Jurassic in nature, but ...

It is very naive to believe that the constitutional changes that General Castro has alluded to will include the right to private property, or facilitate structural reforms that the country needs, measures incompatible with Castroism's Jurassic nature. 

However, the collapse of leftist populism in Latin America, the dire crisis suffered by chavismo in Venezuela, and the ouster of Dilma Rousseff in Brazil, Castro's second most important ally, is leaving Castro's cadre almost defenseless, which could force changes to the Constitution in an effort to attract foreign capital and relax the State's monopoly over the economy and trade.

In other words, the foreseeable breakdown of the Sao Paulo Forum and "21st-century Socialism" will impose its own rules on Cuba, which have nothing to do with those of Marx, Lenin, Stalin, Mao, Che Guevara or Fidel Castro.

Until there is new leadership on the island, however, and as long as the two brothers continue to run the country, the Constitution will not recognize the right to private ownership of the means of production, nor citizens' basic rights.

The plan that the dictator had lined up when he announced the constitutional reforms will need to be "updated" for simple reasons of survival, but not for the benefit of Cubans. With today's low oil prices, even if the disciples of Chávez continue in power, the current flow of aid from Caracas to Havana cannot be sustained.
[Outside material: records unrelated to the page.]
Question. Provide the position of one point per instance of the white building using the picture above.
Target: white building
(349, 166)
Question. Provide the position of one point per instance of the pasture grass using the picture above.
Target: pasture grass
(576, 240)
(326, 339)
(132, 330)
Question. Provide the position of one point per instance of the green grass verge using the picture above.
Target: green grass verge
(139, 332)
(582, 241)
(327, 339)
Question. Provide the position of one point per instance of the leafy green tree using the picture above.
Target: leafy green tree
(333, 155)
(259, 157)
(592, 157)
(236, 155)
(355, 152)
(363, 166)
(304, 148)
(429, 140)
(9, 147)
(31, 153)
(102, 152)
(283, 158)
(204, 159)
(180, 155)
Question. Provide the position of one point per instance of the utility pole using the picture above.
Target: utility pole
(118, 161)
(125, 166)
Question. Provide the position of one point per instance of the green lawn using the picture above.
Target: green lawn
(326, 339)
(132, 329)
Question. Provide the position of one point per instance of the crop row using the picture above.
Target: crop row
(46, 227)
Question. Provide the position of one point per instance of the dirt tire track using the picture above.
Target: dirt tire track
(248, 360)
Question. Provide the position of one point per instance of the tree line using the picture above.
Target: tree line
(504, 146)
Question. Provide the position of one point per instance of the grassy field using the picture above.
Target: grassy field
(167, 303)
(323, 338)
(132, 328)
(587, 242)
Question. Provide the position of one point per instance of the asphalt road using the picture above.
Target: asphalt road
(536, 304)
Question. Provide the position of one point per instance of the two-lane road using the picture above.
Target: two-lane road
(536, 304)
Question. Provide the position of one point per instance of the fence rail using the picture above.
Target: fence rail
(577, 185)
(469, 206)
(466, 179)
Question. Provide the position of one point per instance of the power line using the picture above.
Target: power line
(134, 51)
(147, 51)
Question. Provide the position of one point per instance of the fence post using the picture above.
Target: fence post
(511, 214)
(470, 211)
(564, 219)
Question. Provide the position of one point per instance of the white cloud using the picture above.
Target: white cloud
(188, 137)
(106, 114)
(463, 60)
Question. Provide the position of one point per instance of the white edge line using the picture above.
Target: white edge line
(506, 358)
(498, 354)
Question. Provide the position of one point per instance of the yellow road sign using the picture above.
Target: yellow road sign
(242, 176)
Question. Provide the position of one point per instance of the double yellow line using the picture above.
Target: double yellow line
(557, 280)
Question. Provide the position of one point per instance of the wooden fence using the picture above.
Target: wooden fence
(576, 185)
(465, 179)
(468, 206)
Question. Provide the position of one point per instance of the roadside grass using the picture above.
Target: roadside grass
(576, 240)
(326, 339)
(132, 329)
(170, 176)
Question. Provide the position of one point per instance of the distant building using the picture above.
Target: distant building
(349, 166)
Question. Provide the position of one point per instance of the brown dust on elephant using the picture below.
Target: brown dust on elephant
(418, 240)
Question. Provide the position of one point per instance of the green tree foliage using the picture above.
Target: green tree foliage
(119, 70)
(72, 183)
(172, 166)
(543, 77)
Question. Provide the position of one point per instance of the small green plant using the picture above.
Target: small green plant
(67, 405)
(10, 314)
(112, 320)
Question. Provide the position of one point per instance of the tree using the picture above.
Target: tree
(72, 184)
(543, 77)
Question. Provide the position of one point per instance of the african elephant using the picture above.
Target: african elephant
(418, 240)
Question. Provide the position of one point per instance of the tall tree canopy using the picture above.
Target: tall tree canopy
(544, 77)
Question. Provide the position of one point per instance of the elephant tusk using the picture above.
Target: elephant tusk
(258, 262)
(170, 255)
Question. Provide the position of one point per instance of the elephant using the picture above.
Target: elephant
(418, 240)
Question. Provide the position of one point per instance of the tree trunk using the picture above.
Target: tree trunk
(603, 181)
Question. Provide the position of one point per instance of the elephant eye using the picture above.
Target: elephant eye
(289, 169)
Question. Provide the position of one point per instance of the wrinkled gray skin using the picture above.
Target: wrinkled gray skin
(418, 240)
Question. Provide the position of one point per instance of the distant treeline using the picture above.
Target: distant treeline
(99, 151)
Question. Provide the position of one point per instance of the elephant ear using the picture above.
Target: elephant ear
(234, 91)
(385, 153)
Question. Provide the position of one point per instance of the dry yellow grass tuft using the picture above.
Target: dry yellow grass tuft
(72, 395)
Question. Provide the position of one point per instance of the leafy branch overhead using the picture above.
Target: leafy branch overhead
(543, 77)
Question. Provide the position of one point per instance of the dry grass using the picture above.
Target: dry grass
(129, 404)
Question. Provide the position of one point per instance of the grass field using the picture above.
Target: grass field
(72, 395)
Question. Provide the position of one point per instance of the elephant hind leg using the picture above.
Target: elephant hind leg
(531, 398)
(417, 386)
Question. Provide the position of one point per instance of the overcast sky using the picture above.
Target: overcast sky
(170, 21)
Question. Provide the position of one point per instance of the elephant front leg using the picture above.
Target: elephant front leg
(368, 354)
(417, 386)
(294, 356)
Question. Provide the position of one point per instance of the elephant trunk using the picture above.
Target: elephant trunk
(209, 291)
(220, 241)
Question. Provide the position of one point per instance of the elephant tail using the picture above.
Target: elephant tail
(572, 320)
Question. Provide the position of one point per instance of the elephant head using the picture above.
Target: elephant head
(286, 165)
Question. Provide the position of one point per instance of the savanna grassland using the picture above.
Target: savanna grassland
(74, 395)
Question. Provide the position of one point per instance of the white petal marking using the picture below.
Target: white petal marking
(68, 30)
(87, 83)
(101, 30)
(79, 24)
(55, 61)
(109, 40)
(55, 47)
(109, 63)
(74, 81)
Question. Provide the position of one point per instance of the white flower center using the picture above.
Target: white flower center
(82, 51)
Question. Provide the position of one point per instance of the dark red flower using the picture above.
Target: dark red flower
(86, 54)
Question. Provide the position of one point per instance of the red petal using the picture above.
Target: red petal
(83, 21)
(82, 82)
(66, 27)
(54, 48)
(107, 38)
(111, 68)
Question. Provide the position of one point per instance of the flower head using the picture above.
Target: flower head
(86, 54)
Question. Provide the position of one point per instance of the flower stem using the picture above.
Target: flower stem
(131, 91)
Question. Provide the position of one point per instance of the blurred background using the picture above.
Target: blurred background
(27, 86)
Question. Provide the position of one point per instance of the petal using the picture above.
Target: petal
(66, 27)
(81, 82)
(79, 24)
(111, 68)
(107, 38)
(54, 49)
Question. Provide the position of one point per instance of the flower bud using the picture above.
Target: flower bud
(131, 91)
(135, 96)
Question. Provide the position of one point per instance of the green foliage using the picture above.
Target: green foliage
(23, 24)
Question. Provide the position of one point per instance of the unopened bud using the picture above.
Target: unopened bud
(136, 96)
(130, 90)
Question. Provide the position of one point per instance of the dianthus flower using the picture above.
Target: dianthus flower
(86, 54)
Guaranteeing the succession

In short, the core aim of these changes to the Constitution is to institutionally guarantee the succession of the Castros and the "historical" leaders back from the Sierra Maestra days, and to establish a neo-Castroism consisting of a capitalism on the leash of an authoritarian State, with some socialist, fascist, Chinese and post-Soviet elements.

It is likely, therefore, that the positions of the President of the Council of State and President the Council of Ministers will be separated, and the head of State will be stripped of his status as Commander- in-Chief of the Revolutionary Armed Forces (FAR); if Raúl Castro is missing (due to his death, illness, or because he has finished out his term) his replacement as head of State and the Government, presumably Miguel Díaz-Canel, does not form part of the Military Junta, but would become the supreme commander of the FAR without being the First Secretary of the PCC ("number one").

For the first time a civilian without a revolutionary or family pedigree would be the Commander-in-Chief of the FAR, and not the First Secretary of the PCC, who is constitutionally the dictator, a genuine absurdity in a Communist military regime. Fixing this institutional mess will be vital.

Of course, as neither China nor Russia will subsidize Cuba, and the island will depend more than ever on the US, and anti-Castro Cuban exiles (gusanos), anything could happen, albeit uncalculated by Castro's elite.

Cubans' rejection of the regime, meanwhile, is accelerating like never before. And as the song says, "La vida te da sorpresas..." ("Life surprises you").